In dieser Übergangszeit entwickelte sich Johannes Zabanius Sachs von Harteneck (1664-1703) zu einer glänzenden politischen Persönlichkeit der Siebenbürger Sachsen. Obwohl er als Kind im slowakischen Preschau unter der habsburgischen Gegenreformation litt (sein Vater musste nach Hermannstadt fliehen, wo er Stadtpfarrer wurde), setzte Zabanius eindeutig auf die kaiserliche Karte. Er erwartete, dass Siebenbürgen wieder dem Abendland beitreten und die bundespolitische Anerkennung der Sachsen unter dem Dach einer erblichen Dynastie verbessern würde, die er als natürlichen Verbündeten gegen die Arroganz, Forderungen und Privilegien des ungarischen Adels sah. Ihre im 16. Jahrhundert erhobene Forderung, Haus- und Grundstückskäufe in sächsischen Städten zu erlauben, empfand er als Bedrohung der Rechte und des Besitzes seiner Mitbürger. Diese Forderung der Adligen ging einher mit der Weigerung, Beiträge in die Stadtkasse zu leisten, da sie keine Steuern zahlen. Mit ähnlichen Argumenten wie Albert Huet lehnte er ihre anmaßende Haltung ab, forderte aber in einem Steuerreformvorschlag die gerechte Verteilung der Beiträge auf alle Bürger des Landes, Adel nicht ausgeschlossen. Er forderte Steuergleichheit. Damit war er seiner Zeit weit voraus und musste den höchsten Preis zahlen. Er wurde Opfer von Intrigen und wurde 1703 hingerichtet.

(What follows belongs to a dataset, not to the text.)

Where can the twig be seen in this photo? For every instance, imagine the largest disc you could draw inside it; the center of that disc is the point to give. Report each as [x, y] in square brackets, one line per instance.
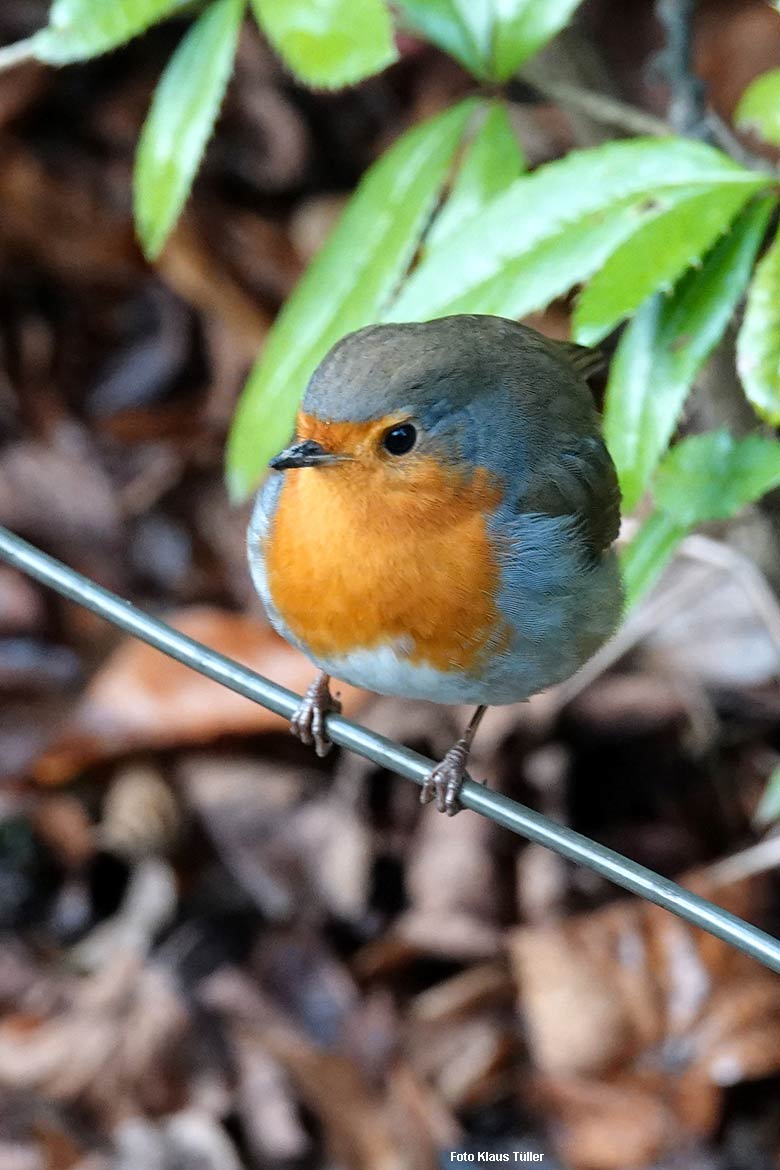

"Fidem genusque servabo", "Ich diene meiner Überzeugung und meinem Volk", lautete der Slogan des Siebenbürger Sachsens, der in der österreichischen Staatshierarchie an der Spitze stand, Samuel von Brukenthal. Ohne Selbstverleugnung stieg er zum Gouverneur von Siebenbürgen (1774-1787) auf, während er der "katholischen Majestät", Maria Theresia (1740-1780), in einer Zeit der katholischen Missionierung, des Religionswechsels aus beruflichen Gründen diente. Er verband selbstbewusst und flexibel loyalen Dienst am Hof ​​mit der Interessenvertretung seiner Mitbürger. Er schützte ihre lutherische Landeskirche, wehrte Angriffe auf ihre privilegierten Rechte ab und versuchte, fremdes Eindringen zu verhindern.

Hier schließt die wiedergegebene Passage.